Ah, thanks BobC, glad you enjoyed OHB with re-reading – interestingly that series was the first time in ages that I’ve tried writing something as I produced it; as in unlike Lithium, I wasn’t sure where it was going at all. I only began to explore Steph’s ‘darker’ side after she said something rather gothic during a conversation in the second comic. And only explored the daddy issues as the tipping point for her wanting to kill herself, after there’d been hints in the middle of the series! So if it was good writing, it certainly wasn’t intentional writing hehe, funny how that sometimes work out.
Guess because the topic was Being Human, I wanted it to leak out of subconscious rather than being too planned.
Thanks for appreciating the work that went into Suki’s skin too, hehe. I didn’t it want to be an obvious race thing, but rather that they all respected her as the leader as a sub-plot reference to the change Bob embodies in moving them from slave-owning to people-honouring. Her existence as a black captain (which is mentioned in the first comic as the reason she can’t approach the boy) was supposed to be the hat-tip to society’s (or individuals) ability to both do well with equality in some ways, and to also have its own blind spots that need challenging.
Also boobs.
I (and I’m sure many others) will eagerly and gladly read anything you choose to release to the world — finished, unfinished, just begun, only a scribble — anything. Your barely realized work is surely far better than mostof the drivel out there.

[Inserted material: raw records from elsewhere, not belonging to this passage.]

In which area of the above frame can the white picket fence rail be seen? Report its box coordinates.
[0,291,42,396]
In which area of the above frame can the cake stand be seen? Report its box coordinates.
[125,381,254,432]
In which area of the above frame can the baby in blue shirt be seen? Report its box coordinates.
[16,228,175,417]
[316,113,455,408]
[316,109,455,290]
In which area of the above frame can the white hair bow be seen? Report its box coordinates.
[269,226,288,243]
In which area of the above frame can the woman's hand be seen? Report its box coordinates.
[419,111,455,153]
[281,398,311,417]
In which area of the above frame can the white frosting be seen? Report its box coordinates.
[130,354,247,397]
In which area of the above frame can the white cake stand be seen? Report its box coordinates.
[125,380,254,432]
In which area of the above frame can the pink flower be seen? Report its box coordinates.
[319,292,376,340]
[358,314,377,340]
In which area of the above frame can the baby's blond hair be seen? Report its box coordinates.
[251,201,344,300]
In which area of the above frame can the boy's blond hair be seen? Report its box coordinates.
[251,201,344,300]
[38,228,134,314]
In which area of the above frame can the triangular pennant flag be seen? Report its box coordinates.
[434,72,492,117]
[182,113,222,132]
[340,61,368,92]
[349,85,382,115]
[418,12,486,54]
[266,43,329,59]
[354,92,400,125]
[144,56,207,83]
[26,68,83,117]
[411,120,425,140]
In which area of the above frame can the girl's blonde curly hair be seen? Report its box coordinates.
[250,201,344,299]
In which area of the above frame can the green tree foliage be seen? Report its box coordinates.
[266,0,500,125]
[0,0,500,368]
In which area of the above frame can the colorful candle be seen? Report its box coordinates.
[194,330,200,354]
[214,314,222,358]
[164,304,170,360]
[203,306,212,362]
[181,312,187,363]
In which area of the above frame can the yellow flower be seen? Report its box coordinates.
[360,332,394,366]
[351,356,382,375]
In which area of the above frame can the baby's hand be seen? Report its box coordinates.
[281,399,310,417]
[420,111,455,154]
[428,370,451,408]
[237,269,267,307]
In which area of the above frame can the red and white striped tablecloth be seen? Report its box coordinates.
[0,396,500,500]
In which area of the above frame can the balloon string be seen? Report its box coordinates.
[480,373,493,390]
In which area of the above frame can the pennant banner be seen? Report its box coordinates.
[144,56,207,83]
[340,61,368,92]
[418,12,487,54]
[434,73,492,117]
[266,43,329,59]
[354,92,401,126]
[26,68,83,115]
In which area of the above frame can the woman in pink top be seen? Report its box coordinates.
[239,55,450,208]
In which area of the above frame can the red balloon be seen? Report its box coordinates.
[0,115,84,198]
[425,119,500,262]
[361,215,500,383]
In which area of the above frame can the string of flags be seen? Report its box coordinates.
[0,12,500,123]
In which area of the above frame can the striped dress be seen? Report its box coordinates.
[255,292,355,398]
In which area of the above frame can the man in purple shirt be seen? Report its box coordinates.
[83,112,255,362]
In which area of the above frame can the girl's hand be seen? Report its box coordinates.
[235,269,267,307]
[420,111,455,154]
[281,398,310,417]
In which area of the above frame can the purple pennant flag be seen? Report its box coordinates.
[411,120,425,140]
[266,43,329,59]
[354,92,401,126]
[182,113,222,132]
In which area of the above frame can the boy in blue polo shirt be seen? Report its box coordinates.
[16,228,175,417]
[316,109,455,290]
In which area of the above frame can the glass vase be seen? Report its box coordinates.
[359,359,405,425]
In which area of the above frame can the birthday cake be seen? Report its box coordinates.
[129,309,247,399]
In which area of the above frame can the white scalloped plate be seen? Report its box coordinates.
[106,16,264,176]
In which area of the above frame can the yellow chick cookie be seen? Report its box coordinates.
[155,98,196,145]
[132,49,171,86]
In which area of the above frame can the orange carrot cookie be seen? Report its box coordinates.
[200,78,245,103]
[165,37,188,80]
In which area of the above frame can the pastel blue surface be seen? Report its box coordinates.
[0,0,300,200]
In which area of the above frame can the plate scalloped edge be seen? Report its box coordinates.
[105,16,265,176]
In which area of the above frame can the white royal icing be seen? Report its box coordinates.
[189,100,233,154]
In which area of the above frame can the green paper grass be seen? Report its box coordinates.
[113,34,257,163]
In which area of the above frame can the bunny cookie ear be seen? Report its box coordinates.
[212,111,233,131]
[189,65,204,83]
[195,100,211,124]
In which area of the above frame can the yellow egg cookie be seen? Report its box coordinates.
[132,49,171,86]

Oh that pub sounds wonderful! I’ve always wanted to find something like that. I think I first read about it in a Star Trek book. Kirk was sitting at a pub, in a leatherback chair, reading a book. I think it might’ve been The Prime Directive but not sure.
It’s hard to find something like that here in the USA (Fun fact: That pub you were in is probably older than our entire country!)
You said they had no wi-fi? I wonder if they’d mind if you brought a laptop with you? You could probably noodle out a bunch of stories in that location. That’s a good place to write something about old wood and nice chairs and foamy pints. If I can’t find something like that, at least I can read about it.